Collections of Collections Give Hope for Trees
The Morton Arboretum is a big place, spanning more than 1,700 acres. But its world-renowned tree collections are also part of something bigger: they fit together with other institutions’ collections to improve the future for endangered tree species.
For example, the Arboretum is home to a group of maple-leaved oaks (Quercus acerifolia), an extremely rare tree species. In the wild, this tree grows in only four small populations in the Ouachita Mountains of western Arkansas and is severely threatened by loss of habitat and the changing climate.
The Arboretum’s conservation grove is one lifeboat for this rare species. But as leader of the Global Conservation Consortium for Oak (GCCO), the Arboretum also coordinates with maple-leaved oak collections elsewhere, such as the Stephens Lake Park Arboretum in Columbia, Missouri. Together, these plantings form part of a “metacollection”—a collection of collections. It’s like a fleet of lifeboats.

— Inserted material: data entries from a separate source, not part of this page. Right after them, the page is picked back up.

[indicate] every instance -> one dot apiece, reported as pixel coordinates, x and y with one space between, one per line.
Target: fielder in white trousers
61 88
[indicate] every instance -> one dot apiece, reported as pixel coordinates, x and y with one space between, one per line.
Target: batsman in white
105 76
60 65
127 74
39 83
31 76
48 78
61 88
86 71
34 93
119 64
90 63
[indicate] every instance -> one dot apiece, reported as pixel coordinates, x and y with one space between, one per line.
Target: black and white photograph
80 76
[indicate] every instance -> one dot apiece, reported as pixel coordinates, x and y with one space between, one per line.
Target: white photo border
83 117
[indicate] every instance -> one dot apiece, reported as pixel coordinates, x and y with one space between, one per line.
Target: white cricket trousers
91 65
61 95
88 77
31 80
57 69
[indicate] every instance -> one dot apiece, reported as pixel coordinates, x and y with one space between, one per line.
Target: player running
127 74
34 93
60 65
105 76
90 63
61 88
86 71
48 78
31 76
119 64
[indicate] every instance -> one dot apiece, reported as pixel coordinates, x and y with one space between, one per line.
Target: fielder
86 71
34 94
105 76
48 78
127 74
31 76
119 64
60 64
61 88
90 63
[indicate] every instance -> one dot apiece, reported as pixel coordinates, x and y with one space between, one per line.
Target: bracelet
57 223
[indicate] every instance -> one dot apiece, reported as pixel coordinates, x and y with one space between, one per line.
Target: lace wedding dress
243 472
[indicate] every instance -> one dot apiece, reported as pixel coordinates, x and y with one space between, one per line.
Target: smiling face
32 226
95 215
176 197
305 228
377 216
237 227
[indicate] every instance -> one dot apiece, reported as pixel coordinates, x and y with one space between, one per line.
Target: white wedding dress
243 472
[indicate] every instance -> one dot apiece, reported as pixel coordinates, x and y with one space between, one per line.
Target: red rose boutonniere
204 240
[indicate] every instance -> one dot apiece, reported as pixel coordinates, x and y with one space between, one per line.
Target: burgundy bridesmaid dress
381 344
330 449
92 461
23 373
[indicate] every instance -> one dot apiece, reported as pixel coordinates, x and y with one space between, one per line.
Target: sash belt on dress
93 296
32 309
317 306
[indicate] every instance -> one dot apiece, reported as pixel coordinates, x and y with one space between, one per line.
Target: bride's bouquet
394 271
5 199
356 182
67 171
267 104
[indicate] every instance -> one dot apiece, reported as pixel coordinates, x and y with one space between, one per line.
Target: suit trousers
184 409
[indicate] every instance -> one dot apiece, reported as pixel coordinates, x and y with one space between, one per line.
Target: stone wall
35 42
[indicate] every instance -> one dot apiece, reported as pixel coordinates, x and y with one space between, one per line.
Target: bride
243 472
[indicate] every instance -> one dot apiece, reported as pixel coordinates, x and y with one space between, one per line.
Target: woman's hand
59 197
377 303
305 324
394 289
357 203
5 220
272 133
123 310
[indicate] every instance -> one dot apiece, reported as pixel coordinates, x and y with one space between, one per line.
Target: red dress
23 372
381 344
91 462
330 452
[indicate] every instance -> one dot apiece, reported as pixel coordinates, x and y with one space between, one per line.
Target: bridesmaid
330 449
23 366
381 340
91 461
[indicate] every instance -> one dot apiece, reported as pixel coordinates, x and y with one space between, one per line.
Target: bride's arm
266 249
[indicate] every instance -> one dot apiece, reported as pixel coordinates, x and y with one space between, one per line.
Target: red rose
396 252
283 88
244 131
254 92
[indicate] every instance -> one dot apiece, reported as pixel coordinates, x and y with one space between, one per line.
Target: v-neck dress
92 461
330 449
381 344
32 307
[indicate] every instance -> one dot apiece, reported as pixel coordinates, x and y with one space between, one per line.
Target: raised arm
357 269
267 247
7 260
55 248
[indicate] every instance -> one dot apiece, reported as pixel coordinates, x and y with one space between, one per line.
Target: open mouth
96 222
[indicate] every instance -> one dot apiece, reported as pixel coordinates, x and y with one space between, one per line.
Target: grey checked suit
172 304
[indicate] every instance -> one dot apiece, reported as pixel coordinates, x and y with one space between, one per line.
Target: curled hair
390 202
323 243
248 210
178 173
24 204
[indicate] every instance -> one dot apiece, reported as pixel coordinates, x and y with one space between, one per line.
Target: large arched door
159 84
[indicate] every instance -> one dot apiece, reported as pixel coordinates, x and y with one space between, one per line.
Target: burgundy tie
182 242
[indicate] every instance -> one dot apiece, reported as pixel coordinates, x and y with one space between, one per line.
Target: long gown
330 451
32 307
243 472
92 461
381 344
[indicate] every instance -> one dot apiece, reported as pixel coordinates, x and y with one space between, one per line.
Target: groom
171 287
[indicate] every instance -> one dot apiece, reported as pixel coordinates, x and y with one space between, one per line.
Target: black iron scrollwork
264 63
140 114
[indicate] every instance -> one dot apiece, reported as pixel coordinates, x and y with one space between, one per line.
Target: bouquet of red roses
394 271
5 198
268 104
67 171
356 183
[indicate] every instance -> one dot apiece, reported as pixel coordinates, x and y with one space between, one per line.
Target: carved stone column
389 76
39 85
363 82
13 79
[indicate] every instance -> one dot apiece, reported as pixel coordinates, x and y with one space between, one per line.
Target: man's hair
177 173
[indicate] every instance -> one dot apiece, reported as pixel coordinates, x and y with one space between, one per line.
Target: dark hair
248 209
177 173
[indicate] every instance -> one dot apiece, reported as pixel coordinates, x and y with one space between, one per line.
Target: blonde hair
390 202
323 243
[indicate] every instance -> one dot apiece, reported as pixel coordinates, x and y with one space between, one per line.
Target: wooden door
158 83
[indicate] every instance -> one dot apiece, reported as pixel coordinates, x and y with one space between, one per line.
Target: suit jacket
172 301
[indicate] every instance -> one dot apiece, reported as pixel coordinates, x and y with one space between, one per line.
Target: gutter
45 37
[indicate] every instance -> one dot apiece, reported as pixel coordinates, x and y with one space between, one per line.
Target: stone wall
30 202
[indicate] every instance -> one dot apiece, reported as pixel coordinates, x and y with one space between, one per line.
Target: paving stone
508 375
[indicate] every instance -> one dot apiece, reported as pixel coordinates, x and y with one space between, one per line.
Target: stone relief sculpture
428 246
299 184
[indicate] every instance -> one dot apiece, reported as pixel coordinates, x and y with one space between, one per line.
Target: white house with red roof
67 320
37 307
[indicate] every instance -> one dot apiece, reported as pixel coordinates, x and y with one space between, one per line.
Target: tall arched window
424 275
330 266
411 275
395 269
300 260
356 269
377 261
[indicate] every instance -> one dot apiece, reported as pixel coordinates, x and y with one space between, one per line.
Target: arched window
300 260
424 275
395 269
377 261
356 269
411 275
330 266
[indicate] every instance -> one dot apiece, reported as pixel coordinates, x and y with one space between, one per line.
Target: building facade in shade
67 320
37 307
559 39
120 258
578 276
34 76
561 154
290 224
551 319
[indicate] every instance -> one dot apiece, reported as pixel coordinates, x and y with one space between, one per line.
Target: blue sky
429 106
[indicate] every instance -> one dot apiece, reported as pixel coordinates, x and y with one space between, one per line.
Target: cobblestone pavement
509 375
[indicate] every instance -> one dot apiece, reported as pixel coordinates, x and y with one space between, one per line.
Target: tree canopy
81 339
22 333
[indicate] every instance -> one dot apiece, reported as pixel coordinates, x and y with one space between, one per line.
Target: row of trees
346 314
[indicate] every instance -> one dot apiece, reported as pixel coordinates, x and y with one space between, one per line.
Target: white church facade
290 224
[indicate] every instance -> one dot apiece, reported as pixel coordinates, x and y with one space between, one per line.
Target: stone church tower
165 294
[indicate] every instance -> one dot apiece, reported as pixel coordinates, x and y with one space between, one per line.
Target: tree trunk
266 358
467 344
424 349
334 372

A metacollection’s goal is to capture and preserve more genetic diversity in more trees than any one institution may have space or capacity to hold. “We’re essentially storing the genetic diversity of the wild population, for potential restoration in its native range or nearby,” said Amy Byrne, manager of strategic partnerships for the Arboretum’s Global Tree Conservation Program.
Genetic diversity—the variety of individual genes among different trees within a species—is important because more diversity provides more opportunities to respond to future threats or to adapt to changed habitats, such as a warming world. For that reason, data about trees in metacollections is carefully collected and tracked to make sure they represent the full range of differences within a species, like the many differences among humans.
For extra insurance, “You want to make sure that plants of concern are represented at a variety of sites,” Byrne said. That way, no local disaster—flash flood, drought, tornado—could take them all out. Trees planted in different places also might turn out to be able to survive in a wider range of conditions beyond their native ranges.
As the lead organization for the GCCO, the Arboretum works with other institutions and partners to collect acorns of rare oak species and grow them as parts of a metacollection. Some of these species won’t grow at the Arboretum. “Not every oak can be grown in every site,” she said. In southern California, there’s a metacollection for the endangered Engelmann oak (Quercus engelmanii), native to the dry foothills from Los Angeles south to Baja California, Mexico. Its partner collections include the San Diego Zoo Wildlife Alliance; the San Diego Botanical Garden; The Huntington Library, Art Museum, and Botanical Gardens; the Los Angeles County Arboretum and Botanic Garden; and the Viejas Band of Kumeyaay Indians, a sovereign nation that is growing the trees on its lands near San Diego.
It’s not just oaks. Trees in the Arboretum’s highly respected Magnolia Collection are part of a metacollection organized by the Global Conservation Consortium for Magnolia.
The term “metacollection” is fairly new, but it captures a kind of work the Arboretum has been doing for a long time, according to Kim Shearer, director of collections and curator. “We were doing metacollections before there was a word for it,” she said.
Back in 1991, the Arboretum was a founding member of the North America-China Plant Exploration Consortium, which makes sure that rare plants collected from the wild in both regions are spread across collaborating public gardens both in China and throughout North America.
The Arboretum also is part of the Plant Collecting Consortium, which includes many institutions in the U.S., Canada, and the United Kingdom. “We do expeditions in places like Azerbaijan, and the plants that are collected are shared out to gardens for planting,” she said.
The strong support of its caring donors is what makes it possible for The Morton Arboretum to be a leader in wide-ranging, long-term conservation work such as developing metacollections. Their continuing generosity connects institutions around the world to preserve the genetic diversity of threatened trees.